Savings and investments
Overview
Chapter 4 of the Conduct of Business Sourcebook (COBS 4) contains rules and guidance that govern the promotion of investment products and structured deposits.
Firms must follow these rules to ensure the financial promotions they issue are fair, clear and not misleading.
The rules mainly apply to financial promotions but some, such as the overarching 'fair, clear and not misleading' rule, apply to all communications to retail clients or professional clients. Examples of 'non-promotional communications' are 'information only' individual letters to clients and annual or regular statements.
Changes from 1 November 2007
The Conduct of Business rules were changed on 1 November 2007. The new rules are the result of a review of the financial promotions regime, which took account of our move to more principles-based regulation, COB simplification and the need to implement the Markets in Financial Instruments Directive (MiFID). Although MiFID was not the main driver of the review, it was consistent with our aims. So, we have adopted many of its provisions for non-MiFID business.
Many of the rules in our new Conduct of Business Sourcebook (COBS) have substantially the same effect as those in the old sourcebook (COB) but are more high level and less detailed. However, there are some important differences so firms need to ensure they are familiar with the new rules.
The new rules give firms the flexibility and responsibility to design systems, controls and processes that best allow them to reflect the needs of their clients, products and sales processes. They should enable firms to produce marketing campaigns which are targeted and relevant.
Case studies
We have developed a series of case studies to help firms understand the implications of the COBS rules and more principles-based regulation.

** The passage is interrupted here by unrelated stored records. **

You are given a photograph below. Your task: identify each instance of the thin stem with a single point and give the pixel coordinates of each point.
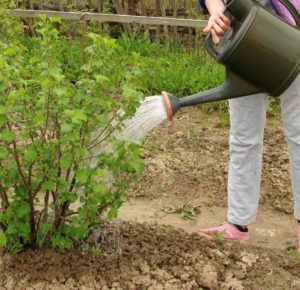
(103, 130)
(4, 197)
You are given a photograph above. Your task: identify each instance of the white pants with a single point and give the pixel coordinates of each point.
(247, 115)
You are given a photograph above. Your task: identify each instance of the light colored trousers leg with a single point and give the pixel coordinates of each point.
(247, 115)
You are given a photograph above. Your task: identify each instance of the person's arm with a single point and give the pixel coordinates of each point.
(218, 23)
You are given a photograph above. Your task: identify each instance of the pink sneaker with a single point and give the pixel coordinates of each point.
(227, 232)
(298, 234)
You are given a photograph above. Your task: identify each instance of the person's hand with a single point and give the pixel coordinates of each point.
(217, 25)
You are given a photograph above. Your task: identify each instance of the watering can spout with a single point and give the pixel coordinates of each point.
(233, 87)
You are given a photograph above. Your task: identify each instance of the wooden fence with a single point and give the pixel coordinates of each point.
(160, 28)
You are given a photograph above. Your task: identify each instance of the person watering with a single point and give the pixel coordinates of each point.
(247, 120)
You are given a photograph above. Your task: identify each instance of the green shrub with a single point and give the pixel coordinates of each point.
(56, 117)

The case studies should be read alongside COBS 4 (see also PERG 8 and 13). They are designed to show how our financial promotion rules for investment products and services might operate in practice. They cover some, but not all, of the questions we would expect firms to ask themselves in designing promotions. It is important to note the rules need to be applied on a case-by-case basis.
These example promotions are not intended to be copied as examples of good practice. Indeed some examples, such as the one in Case Study 1, may have defects other than those identified.

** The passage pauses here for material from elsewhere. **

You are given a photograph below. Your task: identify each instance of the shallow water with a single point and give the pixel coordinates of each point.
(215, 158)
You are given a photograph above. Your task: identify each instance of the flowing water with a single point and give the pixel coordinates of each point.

The first three case studies are centred on a fictitious marketing campaign by MPBR Asset Management, to show how the same rules might apply to different promotions at different stages of a campaign. The fourth case study looks at past performance.
- Case study 1: Fluency's high-level promotion
- Case study 2: Fluency's more detailed promotion
- Case study 3: Fluency's direct offer financial promotion
- Case study 4: Invest4fun.com
The appopriateness test
These two case studies illustrate some of the questions and answers. They are intended to reflect real-life scenarios and provide material, including questions, which firms may find useful when considering the issues raised. Inevitably, these issues are not exhaustive.
We have also included examples of good and poor practice. Generally, these are to help firms and their management reach decisions on how to achieve the desired outcomes.